Ben kullanmanızın faydalı olacağını ve en azından zarar görmeyeceğiniz kanaatindeyim. Ancak eğer ilacınızı uzun süreli kullanmayacak iseniz ilacınız bittiğinde kullanmanız daha sağlıklı olur. Eğer ilacınızı uzun süreli kullanacaksanız, doktorunuzunda bilgisi dahilinde günlük 1 gram olarak kullanmayı deneyip tedavinizin nasıl etkileneceğini değerlendirebilirsiniz. Çörek otunun genel olarak tavsiye edilen normal dozu 2 gramdır ben yinede ilk olarak 1 gram olarak kullanmanızı öneririm.
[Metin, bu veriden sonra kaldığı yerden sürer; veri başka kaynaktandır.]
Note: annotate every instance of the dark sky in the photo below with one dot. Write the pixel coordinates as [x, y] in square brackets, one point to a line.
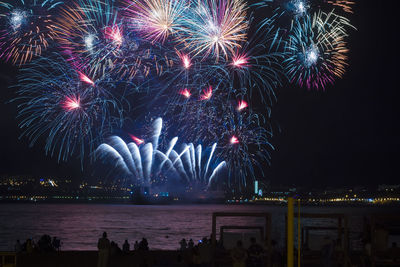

Az kullanmanız göreceğiniz faydayı azaltsa da en azından mevcut tedavinizin de etkilenme ihtimalini düşürecektir. Dediğim gibi doktorunuzun mutlaka haberi olsun. Yani düzenli olarak tükettiğinizi ve tüketeceğinizi bildirin. Sağlığınızın sorumluluğunu alacak kadar sağlık bilgisine sahip değilim. Aynı zamanda da kullanan binlerce kişiden de her hangi bir şikayet gelmediğinide bilmenizi isterim. İçiniz rahat olsun.

Geçmiş olsun dilek ve dualarıyla, hoşçakalın.
16.1.18
M. YEŞİL
(Aktarılan yorum tarihi: 14/7/14 13:04)
İlginiz için çok teşekkür ederim.Önerilerinizi mutlaka uygulayacağım.
İyi Çalışmalar..
16.1.18
malisson
(Aktarılan yorum tarihi: 12/2/15 20:20)
Avaskuler nevroz hastaligi kortizon tedavisinin sonucu. Biraz arastirin. Tedavi gorurken hayatinizi cok zorlastiracak olan bu hastaliga yakalanmayin. Onlemlerini alin. Bu hastaligin biinci sebebi kortizon tedavisi. Gecmis olsun. Kesinlikler arastirin. Çörek otu herseye faydalı.